What this means for health, animal welfare and sustainability
The global humbling of the past year has taught us that health is holistic—it encompasses our own well-being alongside our environment’s and that of other species we share the planet with. For years, mounting research has shown that animal agriculture at its present scale is unsustainable in the long run, due to widespread deforestation, carbon emissions and unethical animal welfare conditions associated with the industry.
A study published in Environmental Science & Technology shows that in comparison to conventionally produced European meat, cultured meat involves approximately 7–45 percent lower energy use, 78–96 percent lower greenhouse gas emissions, 99 percent lower land use, and 82–96 percent lower water use depending on the product compared.
“This historic step moves us closer to a world where the majority of meat we eat will not require tearing down a single forest, displacing a single animal’s habitat or using a single drop of antibiotics”
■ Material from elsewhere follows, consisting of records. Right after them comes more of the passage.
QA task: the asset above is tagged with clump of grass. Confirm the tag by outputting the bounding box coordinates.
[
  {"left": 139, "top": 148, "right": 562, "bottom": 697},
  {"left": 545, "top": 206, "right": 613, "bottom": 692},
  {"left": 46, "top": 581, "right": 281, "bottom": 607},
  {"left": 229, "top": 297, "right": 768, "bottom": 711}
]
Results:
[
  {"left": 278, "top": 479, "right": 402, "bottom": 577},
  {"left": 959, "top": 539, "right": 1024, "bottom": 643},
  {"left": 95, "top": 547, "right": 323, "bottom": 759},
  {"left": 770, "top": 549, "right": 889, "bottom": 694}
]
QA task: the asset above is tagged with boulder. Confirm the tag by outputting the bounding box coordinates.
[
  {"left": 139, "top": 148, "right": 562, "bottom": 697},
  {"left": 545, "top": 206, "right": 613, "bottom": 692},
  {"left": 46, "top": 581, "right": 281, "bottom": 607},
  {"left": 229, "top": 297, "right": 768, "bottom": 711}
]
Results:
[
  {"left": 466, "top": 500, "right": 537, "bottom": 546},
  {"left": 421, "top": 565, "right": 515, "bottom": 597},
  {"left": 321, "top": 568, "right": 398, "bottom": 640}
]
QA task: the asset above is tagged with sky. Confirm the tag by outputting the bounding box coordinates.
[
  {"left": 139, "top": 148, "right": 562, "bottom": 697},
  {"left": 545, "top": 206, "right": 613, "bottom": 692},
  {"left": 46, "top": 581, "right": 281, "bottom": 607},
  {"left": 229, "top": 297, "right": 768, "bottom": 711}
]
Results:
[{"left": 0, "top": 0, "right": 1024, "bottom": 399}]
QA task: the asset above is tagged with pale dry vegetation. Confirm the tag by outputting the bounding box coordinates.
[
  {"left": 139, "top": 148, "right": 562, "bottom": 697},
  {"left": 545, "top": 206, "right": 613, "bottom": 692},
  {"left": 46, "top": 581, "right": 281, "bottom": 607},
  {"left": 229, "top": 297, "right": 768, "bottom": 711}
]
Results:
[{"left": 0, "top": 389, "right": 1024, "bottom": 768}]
Conventional agriculture also has health implications for both human beings and animal. Poultry farming, for example, involves high doses of antibiotics used to sustain chickens in the cramped and uncomfortable conditions they are kept in (in the case of organic chickens, antibiotics are withheld, leading to plenty of suffering for chickens who are unable to get treatment for their illnesses). In the making of GOOD Meat’s cultured chicken, no antibiotics are used.
Eat Just’s humanely sourced chicken marks the first in what is hopefully a new generation of cultured meat products—satisfying and nutritious, without the ramifications of animal agriculture. As 1880 founder Marc Nicholson says: “This is a revolutionary step towards solving climate change and creating the opportunity to feed the world without overwhelming the planet.”